The Collector (1965 Film Review)

The Collector William Wyler John Fowles Terence Stamp Samantha Eggar 1965
1965 Columbia Pictures
Directed by: William Wyler; Written by: Stanley Mann and John Kohn (Based upon the 1963 Novel by: John Fowles)
Starring: Terence Stamp and Samantha Eggar
MPAA Rating: NR; Running Time: 119 Minutes

The Nicsperiment Score: 8/10

After Freddy wins a Thames-load of money betting on football...er, soccer, he buys an old mansion out in the middle of nowhere. The socially awkward and introverted Freddy collects butterflies, but he's grown bored of that. Now, he wants to collect Miranda.
I'm a big fan of author, John Fowles, and I think 1963's The Collector might be his masterwork (It's between that and The Magus). The first half of Fowles' book comes from Freddy's perspective. He's a loathsome individual, and not exactly a reliable narrator, as he justifies his kidnapping and enslavement of Miranda in his basement. The second, recontextualizing half, though, comes from Miranda's perspective, in epistolary form. Overall, The Collector is an incredibly complex work, from which myriad meanings and themes have been implied by readers, some heavily conflicting. Adapting such a perplexing work is no easy task, but director, William Wyler, famous for directing the classic Ben-Hur six years before, is up for it in this 1965 cinematic interpretation. Wyler drops Fowles' perspective change narrative take for a straightforward framework that is nevertheless a faithful cinematic telling of Fowles seminal novel.
Most of Wyler's heavy-lifting here comes in pushing Terrence Stamp, as Freddy, and Samantha Eggar  as Miranda, bringing out incredible performances from this duo who are the sole actors in the film for the majority of its runtime.
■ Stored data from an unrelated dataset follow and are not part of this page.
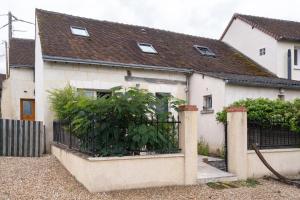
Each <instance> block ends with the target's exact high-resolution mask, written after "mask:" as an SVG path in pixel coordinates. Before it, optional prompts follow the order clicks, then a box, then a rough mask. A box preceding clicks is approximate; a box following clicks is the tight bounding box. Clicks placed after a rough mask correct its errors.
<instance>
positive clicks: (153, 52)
mask: <svg viewBox="0 0 300 200" xmlns="http://www.w3.org/2000/svg"><path fill="white" fill-rule="evenodd" d="M137 45H138V46H139V48H140V49H141V50H142V52H145V53H157V51H156V50H155V49H154V47H153V46H152V44H148V43H139V42H138V43H137Z"/></svg>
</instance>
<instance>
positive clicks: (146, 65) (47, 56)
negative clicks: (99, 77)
mask: <svg viewBox="0 0 300 200" xmlns="http://www.w3.org/2000/svg"><path fill="white" fill-rule="evenodd" d="M43 60H44V61H48V62H60V63H76V64H87V65H101V66H110V67H120V68H133V69H152V70H157V71H169V72H179V73H193V71H194V70H192V69H187V68H186V67H182V68H179V67H178V68H177V67H164V66H156V65H142V64H128V63H118V62H110V61H103V60H91V59H80V58H69V57H60V56H48V55H43Z"/></svg>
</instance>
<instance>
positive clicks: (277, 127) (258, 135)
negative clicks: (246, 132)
mask: <svg viewBox="0 0 300 200" xmlns="http://www.w3.org/2000/svg"><path fill="white" fill-rule="evenodd" d="M252 144H256V145H257V147H258V148H259V149H280V148H300V133H296V132H293V131H291V130H290V129H289V127H286V126H285V123H283V122H282V123H278V122H276V123H268V125H266V124H262V123H259V122H248V149H253V148H252Z"/></svg>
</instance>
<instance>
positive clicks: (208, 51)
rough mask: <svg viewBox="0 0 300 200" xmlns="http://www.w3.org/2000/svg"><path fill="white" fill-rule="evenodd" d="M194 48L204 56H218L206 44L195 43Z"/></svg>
mask: <svg viewBox="0 0 300 200" xmlns="http://www.w3.org/2000/svg"><path fill="white" fill-rule="evenodd" d="M194 48H195V49H196V50H197V51H198V52H199V53H201V55H203V56H211V57H216V54H215V53H214V52H212V50H210V49H209V48H208V47H205V46H200V45H194Z"/></svg>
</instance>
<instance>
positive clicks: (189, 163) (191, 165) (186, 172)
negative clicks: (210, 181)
mask: <svg viewBox="0 0 300 200" xmlns="http://www.w3.org/2000/svg"><path fill="white" fill-rule="evenodd" d="M197 111H198V108H197V107H196V106H194V105H182V106H180V107H179V120H180V122H181V123H180V128H179V148H180V149H181V150H182V153H184V184H185V185H191V184H196V183H197V168H198V154H197V117H198V112H197Z"/></svg>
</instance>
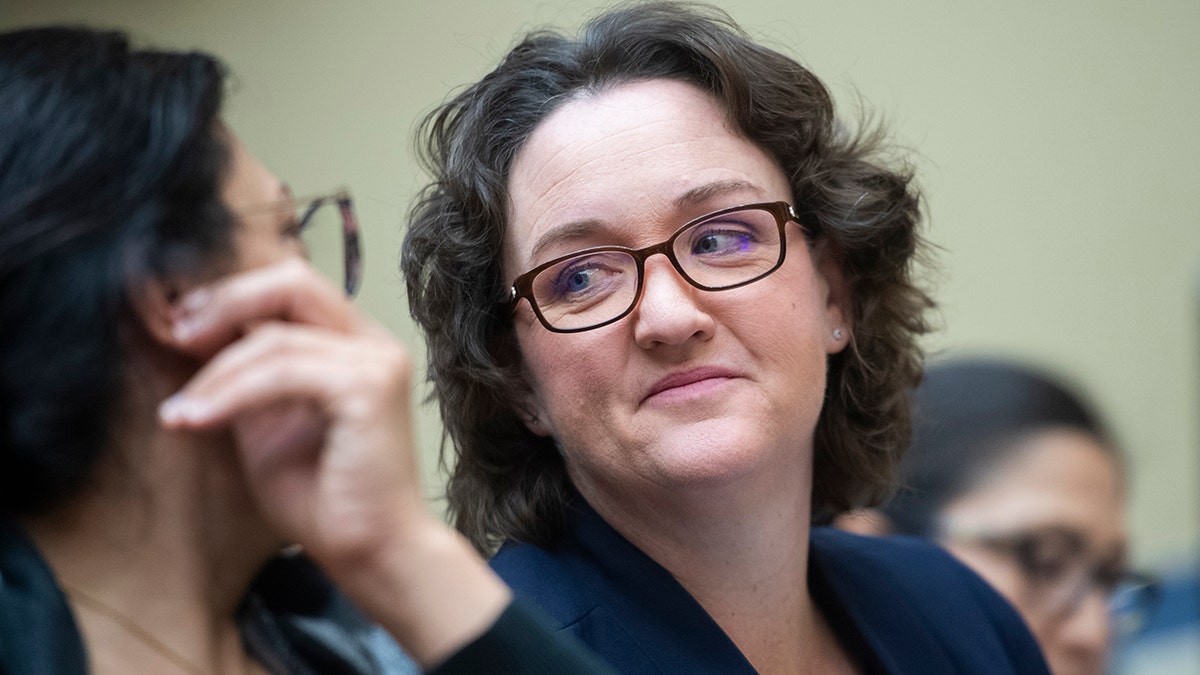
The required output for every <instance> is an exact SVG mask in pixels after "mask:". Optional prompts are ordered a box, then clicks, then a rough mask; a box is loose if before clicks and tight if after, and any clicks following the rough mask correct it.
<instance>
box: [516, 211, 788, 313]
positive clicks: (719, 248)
mask: <svg viewBox="0 0 1200 675" xmlns="http://www.w3.org/2000/svg"><path fill="white" fill-rule="evenodd" d="M787 221H796V222H797V223H798V225H799V220H798V219H797V216H796V211H794V210H793V209H792V207H791V205H788V204H787V203H786V202H766V203H760V204H745V205H740V207H732V208H728V209H721V210H719V211H713V213H710V214H707V215H703V216H700V217H698V219H695V220H692V221H689V222H686V223H685V225H684V226H683V227H680V228H679V229H677V231H676V232H674V234H672V235H671V237H670V238H668V239H667V240H666V241H662V243H661V244H655V245H653V246H647V247H644V249H636V250H635V249H626V247H625V246H596V247H593V249H584V250H582V251H576V252H574V253H569V255H566V256H563V257H559V258H554V259H552V261H550V262H547V263H545V264H541V265H538V267H535V268H533V269H532V270H529V271H527V273H524V274H522V275H521V276H518V277H517V279H516V280H515V281H514V282H512V292H511V304H512V307H514V309H515V307H516V304H517V303H518V301H520V300H521V298H526V299H528V300H529V305H530V306H532V307H533V311H534V315H536V316H538V319H539V321H540V322H541V324H542V325H545V327H546V329H547V330H552V331H554V333H578V331H582V330H590V329H593V328H600V327H601V325H607V324H610V323H612V322H614V321H618V319H620V318H623V317H625V316H626V315H628V313H629V312H631V311H632V310H634V307H635V306H636V305H637V300H638V299H640V298H641V295H642V286H643V285H644V280H646V259H647V258H649V257H650V256H653V255H655V253H662V255H664V256H666V257H667V259H670V261H671V264H672V265H673V267H674V268H676V270H677V271H678V273H679V275H680V276H683V277H684V279H685V280H686V281H688V282H689V283H691V285H692V286H695V287H696V288H700V289H703V291H725V289H727V288H737V287H738V286H745V285H746V283H750V282H754V281H757V280H760V279H762V277H764V276H767V275H768V274H770V273H773V271H775V270H776V269H779V265H781V264H782V263H784V255H785V253H786V240H787V238H786V237H785V233H784V226H785V225H786V223H787ZM800 227H802V228H804V226H803V225H800ZM804 232H805V233H806V234H808V233H809V231H808V228H805V229H804Z"/></svg>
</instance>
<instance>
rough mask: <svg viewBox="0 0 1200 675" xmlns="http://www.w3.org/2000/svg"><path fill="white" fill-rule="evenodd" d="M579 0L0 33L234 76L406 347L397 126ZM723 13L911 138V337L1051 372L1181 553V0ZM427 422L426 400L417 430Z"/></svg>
mask: <svg viewBox="0 0 1200 675" xmlns="http://www.w3.org/2000/svg"><path fill="white" fill-rule="evenodd" d="M596 6H599V4H598V2H563V4H547V2H544V1H541V0H524V1H520V0H506V1H486V2H485V1H479V2H466V1H461V0H450V1H443V2H437V4H416V2H389V1H383V0H376V1H362V2H353V1H346V2H336V4H335V2H316V1H304V2H287V1H283V0H269V1H264V0H259V1H254V2H239V1H233V0H221V1H210V2H199V1H196V2H170V1H150V0H113V1H107V2H106V1H73V2H72V1H64V0H17V1H16V2H14V1H13V0H0V28H4V26H12V25H18V24H29V23H41V22H49V20H64V19H66V20H79V22H88V23H92V24H102V25H110V26H122V28H126V29H130V30H132V31H133V32H134V35H137V36H138V37H140V38H143V40H145V41H150V42H154V43H157V44H161V46H167V47H174V48H181V47H198V48H203V49H206V50H212V52H216V53H217V54H221V55H222V56H223V58H224V59H226V60H227V61H228V64H229V65H230V67H232V70H233V72H234V73H235V74H236V77H238V85H236V88H235V91H234V94H233V96H232V98H230V104H229V108H228V110H229V112H228V115H227V117H228V119H229V120H230V123H232V125H233V126H234V129H235V130H236V131H238V132H239V133H240V135H241V136H242V137H245V138H246V141H247V143H248V144H250V147H251V149H252V150H253V151H256V153H257V154H259V155H260V156H262V157H263V159H264V161H265V162H266V163H268V165H269V166H270V167H272V168H274V169H275V171H276V173H278V174H280V175H282V177H284V178H286V179H287V180H289V181H290V183H292V184H293V185H294V187H295V189H296V190H298V191H305V192H308V191H314V190H322V189H324V187H326V186H334V185H338V184H343V183H344V184H349V185H352V186H353V189H354V192H355V195H356V196H358V199H359V203H360V215H361V219H362V220H364V222H365V227H366V241H367V244H366V250H367V255H366V264H367V279H366V285H365V289H364V292H362V294H361V299H360V304H361V305H362V306H364V307H366V309H367V310H368V311H370V312H371V313H372V315H374V316H377V317H378V318H379V319H382V321H383V322H385V323H386V324H388V325H389V327H391V328H392V329H394V330H395V331H396V333H397V334H400V335H401V336H402V337H403V339H404V340H406V341H407V342H408V344H409V345H410V346H412V348H413V350H414V353H416V354H418V357H420V342H419V340H416V339H415V337H414V334H413V329H412V325H410V323H409V321H408V318H407V310H406V305H404V300H403V288H402V285H401V282H400V279H398V274H397V271H396V264H395V261H396V252H397V250H398V246H400V238H401V222H402V215H403V213H404V210H406V205H407V204H408V202H409V198H410V197H412V196H413V193H414V191H415V190H416V187H418V186H419V185H420V184H421V180H422V179H421V177H420V173H419V169H418V168H416V166H415V165H414V162H413V161H412V160H410V135H412V129H413V124H414V121H415V120H416V119H418V118H419V117H420V114H421V113H422V112H425V110H427V109H430V107H431V106H433V104H434V103H436V102H438V101H440V100H442V98H443V97H444V96H445V95H446V92H448V91H449V90H450V89H451V88H454V86H457V85H461V84H464V83H467V82H468V80H470V79H473V78H475V77H479V76H481V74H482V73H484V72H486V70H487V68H488V67H490V65H492V64H493V62H494V61H496V60H497V59H498V58H499V56H500V55H502V54H503V52H504V49H505V48H506V47H508V46H509V44H510V43H511V41H512V37H514V36H515V35H516V34H517V31H520V30H524V29H528V28H532V26H535V25H541V24H546V23H551V24H559V25H564V24H565V25H575V24H576V22H577V19H578V18H580V17H582V16H584V14H587V13H588V12H590V11H592V10H593V8H594V7H596ZM725 7H726V8H727V10H728V11H730V12H731V13H732V14H733V16H734V17H736V18H737V19H739V20H740V22H742V23H743V24H744V25H745V26H746V28H749V29H750V30H751V31H752V32H755V34H756V35H758V36H761V37H762V38H764V40H766V41H768V42H770V43H773V44H775V46H778V47H780V48H782V49H785V50H790V52H792V53H794V54H797V55H799V56H800V58H802V59H803V60H805V61H806V62H808V64H810V65H811V66H812V68H814V71H816V72H817V73H818V74H820V76H821V77H823V78H824V79H826V80H827V82H828V83H829V84H830V85H832V86H833V89H834V91H835V94H838V95H839V98H840V100H841V101H842V102H844V103H847V104H848V103H853V94H854V92H856V91H857V92H859V94H862V96H863V97H864V98H865V100H866V101H868V102H870V104H871V106H872V107H874V108H875V109H876V110H877V112H880V113H882V114H883V115H884V117H886V118H887V119H889V120H890V121H892V124H893V129H894V130H895V133H896V136H898V137H899V139H900V141H901V142H902V143H904V144H906V145H908V147H911V148H914V149H916V150H918V151H919V167H920V177H922V180H923V184H924V186H925V189H926V193H928V207H929V211H930V214H931V228H930V231H929V232H930V237H931V239H932V240H934V241H936V243H937V244H940V245H941V246H942V247H943V249H944V251H943V253H942V258H941V259H942V265H943V269H942V274H941V276H942V279H943V280H942V282H941V291H940V298H941V300H942V304H943V322H944V325H946V329H944V331H942V333H941V334H940V335H938V336H937V337H936V339H935V340H932V342H931V346H934V347H935V348H936V350H954V351H964V350H966V351H998V352H1003V353H1008V354H1015V356H1020V357H1024V358H1027V359H1032V360H1034V362H1037V363H1043V364H1049V365H1052V366H1055V368H1057V369H1060V370H1063V371H1067V372H1068V374H1073V375H1075V376H1076V380H1078V381H1079V383H1080V384H1082V386H1084V387H1085V388H1087V389H1090V390H1091V393H1092V394H1093V396H1094V399H1096V400H1097V402H1098V404H1099V405H1100V407H1103V410H1104V411H1105V412H1108V413H1109V416H1110V417H1111V418H1112V422H1114V426H1115V429H1116V431H1117V434H1118V436H1120V438H1121V440H1122V442H1123V443H1124V446H1126V447H1127V448H1128V452H1129V454H1130V455H1132V458H1133V465H1134V479H1133V504H1132V519H1133V530H1134V534H1135V545H1136V548H1138V557H1139V558H1141V560H1142V561H1156V560H1160V558H1164V557H1171V556H1176V555H1181V554H1183V552H1187V551H1196V550H1198V549H1200V496H1198V483H1200V461H1198V453H1196V450H1198V446H1200V432H1198V431H1200V430H1198V424H1196V416H1195V412H1196V411H1198V408H1200V363H1198V360H1200V359H1198V356H1200V340H1198V337H1196V333H1198V330H1196V329H1198V327H1200V311H1198V307H1200V300H1198V298H1200V189H1198V186H1200V162H1198V155H1200V131H1198V129H1200V68H1198V66H1200V40H1196V37H1195V36H1196V35H1198V34H1200V4H1198V2H1195V0H1176V1H1158V2H1156V1H1151V2H1139V4H1133V2H1116V1H1106V2H1081V1H1069V2H1033V1H1026V0H1016V1H1012V2H991V4H974V2H972V4H967V2H952V1H944V2H931V1H926V2H893V1H888V0H871V1H862V2H826V4H816V2H805V1H794V0H793V1H790V2H781V1H773V0H756V1H750V0H748V1H738V2H726V4H725ZM426 412H427V413H428V411H426ZM437 429H438V428H437V423H436V420H434V419H433V416H432V414H431V413H430V414H426V416H425V417H424V418H422V425H421V430H422V431H421V432H422V442H424V444H425V446H426V447H427V448H431V449H432V448H433V447H434V444H436V442H437V437H438V431H437ZM426 465H427V467H428V468H430V471H432V465H433V462H432V460H430V461H427V462H426ZM431 491H433V490H432V489H431Z"/></svg>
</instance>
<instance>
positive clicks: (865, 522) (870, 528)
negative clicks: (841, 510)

Stamp is incredibly creepy as a man who can't grasp the abstract, is infuriated at the way Miranda can find deeper themes in things like The Catcher in The Rye or a Picasso painting, as he finds the former crass and meaningless and the latter to simply be bad drawings of people. The film functions as a fine piece of psychological horror, and Stamp is highly effective, failing to see Miranda's humanity because he fails to see humanity in general. Meanwhile, the beguiling Samantha Eggar, who I fell in love with when I was a small child watching Doctor Doolittle (NOT the Eddie Murphy one, the 1967 Rex Harrison one because I AM OLD) is incredible here, as a young woman who was just figuring things out when this monster came out of the fog, knocked her out, and threw her in his basement. It's important to note that the film follows the book in that Freddy has no sexual interest in Miranda...or possibly anyone. He only wants to collect her and understand her as he would a butterfly. When Miranda realizes this, she feels a strange empathy for Freddy and his inability to connect on a human level...though her number one goal is always to escape. The Collector is incredibly complicated and there's really no way to communicate the depth found in the 300 pages of Fowles' novel in two hours. With that said, this is a special film, and Wyler did a phenomenal job with the material, standing up for and not shying away from the book's bleak ending. With Wylers's work, excellent production values, Maurice Jarre's fantastic score, and top-tier, award-winning performances from Stamp and Eggar, The Collector is not to be missed by psychological horror fans, or fans of classic cinema in general.